For many, the effects of COVID-19 are still strongly felt, even as it continues to change the way the world works. Education is a sector that has been hit particularly hard, starting with lockdowns and continuing to alter as new concerns arise.
In 2020, over forty-five countries enforced lockdowns – including shutting down their school systems. This affected over 185 million students. Even where remote learning was possible, it was still a struggle for teachers and students alike.
The Difficulties of Remote Learning
Remote learning for many felt like a double-edged sword. Yes, certain students indeed excelled in this environment, but twice that number floundered. Due to the abrupt shift from classroom to remote learning, teachers were unable to plan appropriately.
Furthermore, there simply was no structure of support, not to the level that teachers suddenly needed. Students who struggled to pay attention in the classroom suddenly found themselves with no supervision to push their learning. All while teachers came up against a wall when it came to finding encouragement and enforcing rules.
There’s one element of remote learning that is frequently overlooked – the complete lack of personal interaction. Children are dependent on personal interaction, both with their peers and with their instructors. This loss was keenly felt, though the full effects of this time are not yet fully known.

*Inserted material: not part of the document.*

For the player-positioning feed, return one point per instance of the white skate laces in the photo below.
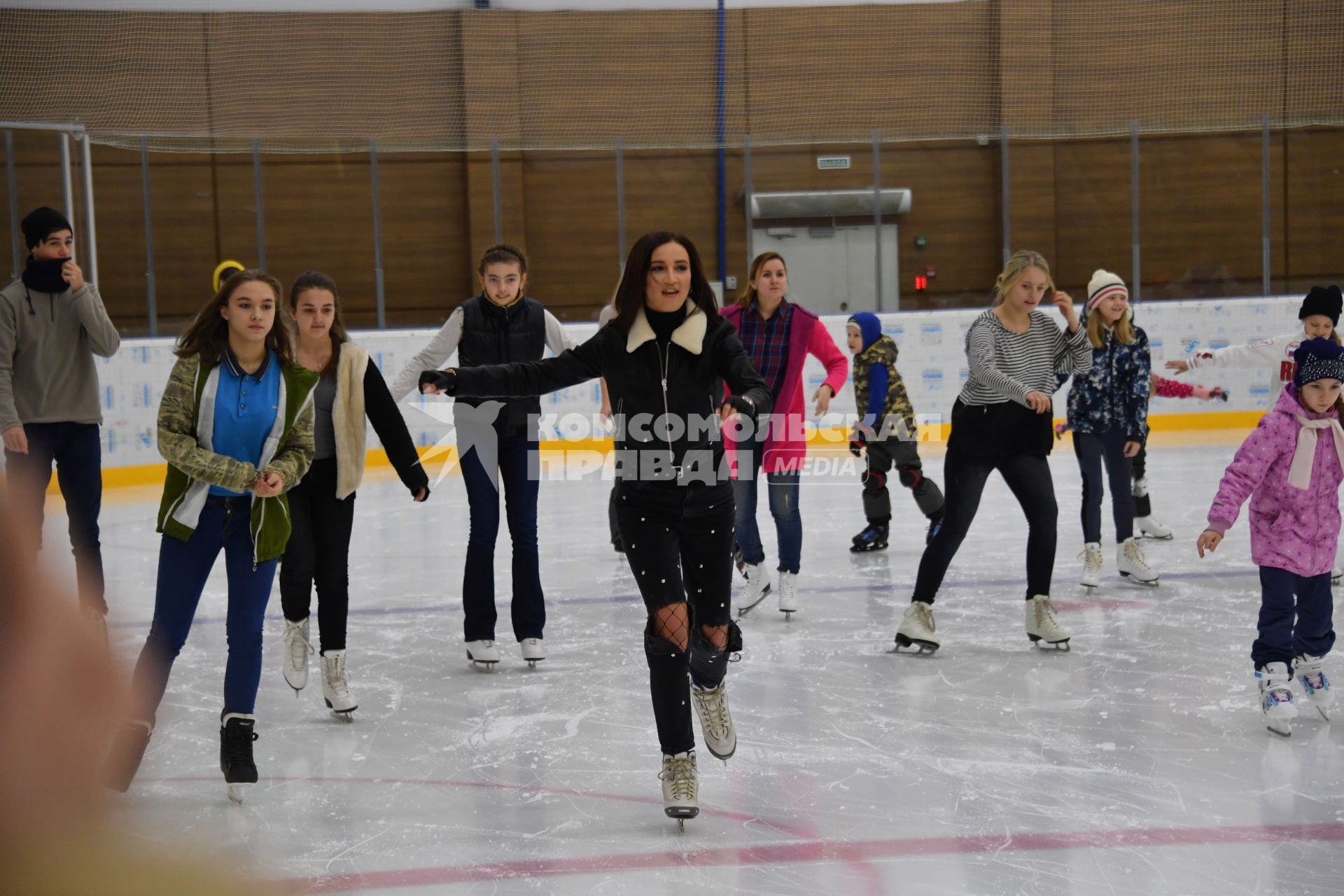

While there’s no doubt that remote learning was the best option available, it does not mean that it had all of the same benefits of a complete schooling system. Unfortunately, that means that students these days are facing what is called a learning loss.
Researchers are actively looking into the problem, trying to get a complete understanding of just how bad this learning loss is. According to studies conducted by Belgium, the Netherlands, the United Kingdom, and Switzerland, the early results are not great.
Overall, students have experienced higher levels of learning loss than had been anticipated. To make matters worse, inequality also appeared to be on the rise during this timeframe.
The studies have found that children with uneducated parents faced higher losses than their counterparts, which has certain socioeconomic implications. This finding indicates that students from lower socioeconomic backgrounds were disproportionately affected when it comes to their education.